Die Ökonomin und Autorin Rosie Collington forscht zu Governance-Transformationen in Staaten, internationalen Finanzinstitutionen und zu Klimapolitik. Gemeinsam mit Mariana Mazzucato hat sie das Buch Die große Consulting-Show geschrieben. Im Interview mit Surplus erklärt sie, wieso ein grüner Kapitalismus nicht funktioniert und weshalb ein grüner Wirtschaftspopulismus nötig wäre.
Warum schaffen es Staaten weltweit nicht, den Klimakollaps aufzuhalten?
Das ist wohl die wichtigste Frage unserer Zeit. Jahrzehntelang – insbesondere bis Mitte der 2010er-Jahre – herrschte breiter Konsens, dass die Rolle des Staates darauf beschränkt sein sollte, die richtigen Marktbedingungen zu schaffen, damit sich private Akteure weniger umweltschädlich verhalten. Die Regierungen konzentrierten sich also darauf, die »Kosten von Umwelt- und Ökoschäden zu internalisieren«, etwa durch CO₂-Märkte oder Steuern. Dieser Ansatz hat seine Wurzeln in der neoklassischen Ökonomie; die Klimakrise wird dabei als negative Externalität betrachtet.
Um 2015 herum änderte sich alles: Das Pariser Klimaabkommen, die Rückkehr eines aktivistischeren Staates nach den Erfahrungen von 2008 und der Aufstieg des sogenannten »Asset-Manager-Kapitalismus« gaben den Regierungen neue Handlungsaufträge. Die Staaten verpflichteten sich zu national festgelegten Beiträgen (Nationally Determined Contributions, NDCs), um die Erderwärmung auf deutlich unter zwei Grad Celsius zu begrenzen. Und sie versprachen, öffentliche Mittel einzusetzen, um private Investitionen anzuregen. Ich bezeichne den daraus resultierenden klimapolitischen Ansatz als »grünen Staatskapitalismus«.
Warum scheitern Staaten aber nach wie vor?
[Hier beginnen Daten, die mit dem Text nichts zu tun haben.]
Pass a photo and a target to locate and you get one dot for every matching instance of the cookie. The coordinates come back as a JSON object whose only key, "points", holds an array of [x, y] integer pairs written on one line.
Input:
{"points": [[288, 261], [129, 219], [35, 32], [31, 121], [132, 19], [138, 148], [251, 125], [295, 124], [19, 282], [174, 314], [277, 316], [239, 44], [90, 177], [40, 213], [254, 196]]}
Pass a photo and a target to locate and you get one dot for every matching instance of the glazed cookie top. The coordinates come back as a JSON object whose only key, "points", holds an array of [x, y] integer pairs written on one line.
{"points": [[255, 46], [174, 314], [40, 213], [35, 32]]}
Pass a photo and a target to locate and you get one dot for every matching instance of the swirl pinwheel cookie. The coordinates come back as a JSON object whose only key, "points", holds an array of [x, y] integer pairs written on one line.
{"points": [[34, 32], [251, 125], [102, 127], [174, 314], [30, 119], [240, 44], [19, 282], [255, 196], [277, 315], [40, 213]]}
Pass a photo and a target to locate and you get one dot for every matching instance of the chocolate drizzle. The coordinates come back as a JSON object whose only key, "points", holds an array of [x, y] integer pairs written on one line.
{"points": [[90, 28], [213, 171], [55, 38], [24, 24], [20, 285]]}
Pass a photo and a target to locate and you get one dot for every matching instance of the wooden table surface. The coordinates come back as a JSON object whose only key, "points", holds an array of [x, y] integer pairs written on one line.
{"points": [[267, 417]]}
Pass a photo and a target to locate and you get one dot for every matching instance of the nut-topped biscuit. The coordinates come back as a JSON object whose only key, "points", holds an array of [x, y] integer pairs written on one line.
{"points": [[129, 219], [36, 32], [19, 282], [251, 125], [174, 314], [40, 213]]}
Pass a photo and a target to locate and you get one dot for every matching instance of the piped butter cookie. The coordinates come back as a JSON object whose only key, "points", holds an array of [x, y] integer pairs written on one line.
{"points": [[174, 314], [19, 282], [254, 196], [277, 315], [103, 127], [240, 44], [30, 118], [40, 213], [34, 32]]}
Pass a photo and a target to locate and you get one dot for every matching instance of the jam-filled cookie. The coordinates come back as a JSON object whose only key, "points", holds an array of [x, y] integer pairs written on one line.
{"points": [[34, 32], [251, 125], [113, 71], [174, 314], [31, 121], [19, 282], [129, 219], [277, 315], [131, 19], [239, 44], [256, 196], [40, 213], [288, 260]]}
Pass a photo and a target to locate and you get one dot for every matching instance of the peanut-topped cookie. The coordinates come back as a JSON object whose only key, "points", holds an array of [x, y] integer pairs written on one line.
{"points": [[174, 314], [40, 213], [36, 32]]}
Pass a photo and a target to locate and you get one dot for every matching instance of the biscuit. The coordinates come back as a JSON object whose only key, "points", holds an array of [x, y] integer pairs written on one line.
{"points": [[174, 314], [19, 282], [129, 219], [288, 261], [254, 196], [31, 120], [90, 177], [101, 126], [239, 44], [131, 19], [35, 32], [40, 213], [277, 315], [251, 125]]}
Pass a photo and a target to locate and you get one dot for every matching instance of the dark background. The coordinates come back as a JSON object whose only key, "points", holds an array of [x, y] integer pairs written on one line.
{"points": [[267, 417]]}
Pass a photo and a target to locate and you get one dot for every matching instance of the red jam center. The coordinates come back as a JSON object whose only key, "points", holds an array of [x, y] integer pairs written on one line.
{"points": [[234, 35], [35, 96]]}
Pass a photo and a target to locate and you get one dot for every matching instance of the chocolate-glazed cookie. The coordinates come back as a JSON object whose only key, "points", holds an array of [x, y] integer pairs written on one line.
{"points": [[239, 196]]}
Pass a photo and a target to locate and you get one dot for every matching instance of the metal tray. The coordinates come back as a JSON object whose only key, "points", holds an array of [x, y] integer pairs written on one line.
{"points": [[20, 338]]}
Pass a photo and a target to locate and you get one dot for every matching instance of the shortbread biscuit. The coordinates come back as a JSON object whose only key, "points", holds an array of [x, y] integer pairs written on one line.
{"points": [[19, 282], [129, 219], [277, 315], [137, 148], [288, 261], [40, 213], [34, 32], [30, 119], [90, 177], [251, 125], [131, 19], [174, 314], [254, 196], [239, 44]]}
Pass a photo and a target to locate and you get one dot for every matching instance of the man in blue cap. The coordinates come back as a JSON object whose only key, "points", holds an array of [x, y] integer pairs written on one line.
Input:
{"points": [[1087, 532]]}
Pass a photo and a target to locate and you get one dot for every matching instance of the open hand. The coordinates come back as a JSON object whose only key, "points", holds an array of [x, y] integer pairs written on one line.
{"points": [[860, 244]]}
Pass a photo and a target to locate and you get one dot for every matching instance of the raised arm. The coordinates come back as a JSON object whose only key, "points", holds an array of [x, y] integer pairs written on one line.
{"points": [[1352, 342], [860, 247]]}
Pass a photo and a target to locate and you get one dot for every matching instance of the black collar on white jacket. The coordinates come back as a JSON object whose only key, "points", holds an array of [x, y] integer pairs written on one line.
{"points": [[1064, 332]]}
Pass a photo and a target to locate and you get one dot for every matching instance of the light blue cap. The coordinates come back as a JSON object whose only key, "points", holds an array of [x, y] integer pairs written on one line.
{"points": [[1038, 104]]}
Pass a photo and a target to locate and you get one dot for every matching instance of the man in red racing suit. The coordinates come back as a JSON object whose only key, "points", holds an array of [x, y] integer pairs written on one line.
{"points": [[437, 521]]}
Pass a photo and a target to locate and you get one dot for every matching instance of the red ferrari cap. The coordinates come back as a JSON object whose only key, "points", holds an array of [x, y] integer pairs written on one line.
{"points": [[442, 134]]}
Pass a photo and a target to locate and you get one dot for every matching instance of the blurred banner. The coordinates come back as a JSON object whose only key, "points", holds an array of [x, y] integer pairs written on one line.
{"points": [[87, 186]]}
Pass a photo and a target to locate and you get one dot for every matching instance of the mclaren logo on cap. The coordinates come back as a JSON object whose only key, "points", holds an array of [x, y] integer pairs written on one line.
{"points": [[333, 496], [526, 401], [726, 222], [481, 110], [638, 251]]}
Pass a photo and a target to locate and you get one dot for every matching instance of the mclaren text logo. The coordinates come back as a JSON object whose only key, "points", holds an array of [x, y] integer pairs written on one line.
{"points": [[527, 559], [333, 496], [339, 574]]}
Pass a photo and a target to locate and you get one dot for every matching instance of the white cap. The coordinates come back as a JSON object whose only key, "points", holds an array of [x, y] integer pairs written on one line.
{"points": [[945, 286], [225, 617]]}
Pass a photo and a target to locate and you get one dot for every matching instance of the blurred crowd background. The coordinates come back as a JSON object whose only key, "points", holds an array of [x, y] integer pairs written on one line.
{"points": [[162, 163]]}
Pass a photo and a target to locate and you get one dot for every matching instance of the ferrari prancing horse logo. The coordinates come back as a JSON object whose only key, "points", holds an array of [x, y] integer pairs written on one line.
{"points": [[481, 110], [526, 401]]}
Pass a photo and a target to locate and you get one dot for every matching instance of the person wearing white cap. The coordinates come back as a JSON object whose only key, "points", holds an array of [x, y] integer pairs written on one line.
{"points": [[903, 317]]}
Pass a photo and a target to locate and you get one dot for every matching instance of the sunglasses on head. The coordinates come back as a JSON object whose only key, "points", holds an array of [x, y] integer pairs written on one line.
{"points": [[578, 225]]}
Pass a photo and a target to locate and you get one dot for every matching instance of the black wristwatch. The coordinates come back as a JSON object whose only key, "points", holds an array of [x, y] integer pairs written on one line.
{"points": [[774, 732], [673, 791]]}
Meine Forschung zeigt drei miteinander verknüpfte Mechanismen auf: Finanzierungsströme, staatliche Kapazitäten und öffentliche Unterstützung. Öffentliche und private Gelder konzentrieren sich auf die am meisten »bankable«, also die beste Rendite versprechenden Branchen – vor allem Energie und Verkehr – während Bereiche wie Forstwirtschaft, Landwirtschaft oder Biodiversität verhältnismäßig wenig Investitionen erhalten. Zweitens bauen die Regierungen Verwaltungskapazitäten auf und erwarten, dass private Finanzmittel folgen – beispielsweise im Bereich grüner Wasserstoff –, werden aber zu wenig in weniger renditeträchtigen Sektoren aktiv. Drittens führen die Verteilungseffekte dieses Ansatzes dazu, dass die meisten Menschen keine greifbaren Vorteile für sich selbst erkennen. Hinzu kommt eine energiepreisbedingte Lebenshaltungskostenkrise. Dadurch wird die politische Unterstützung für Klimapolitik untergraben.
Sie haben den Begriff »unbankable transition« geprägt für Branchen, die geringe und ungewisse Renditen bieten, beispielsweise im Bereich des Waldschutzes oder der nachhaltigen Landwirtschaft.
Das Kernproblem ist die Nachhaltigkeit der Renditen. Mit Anlagen für erneuerbare Energien wird zumindest ein Produkt – nämlich Strom – hergestellt, das verkauft werden kann. Biodiversitätsprojekte hingegen bringen keine solchen greifbaren Güter hervor: Es gibt keine Käufer und Verkäufer, ihr Wert hängt vollständig von öffentlichen oder privaten Regulierungsrahmen ab. Diese können sich aber ändern. Um derartige Projekte attraktiv zu machen, müssten die Regierungen entweder mehr öffentliche Gelder aufwenden, um das Risiko-Rendite-Verhältnis zu verbessern, oder andere Investitionen – beispielsweise in fossile Brennstoffe – durch Verbote oder hohe Steuern unattraktiv machen, oder aber starre, undemokratische Regeln schaffen, die Investoren eine zukünftige Rendite garantieren.
Keine dieser Optionen ist finanziell tragfähig, politisch einfach oder, im dritten Fall, wünschenswert. Und: Sie alle machen nur die Reichen reicher. Dies sind also keine wirklich wirksamen Wege hin zur Dekarbonisierung. Das Kapital fließt weiterhin in die gleichen rentablen Nischen, während anderswo große Lücken klaffen.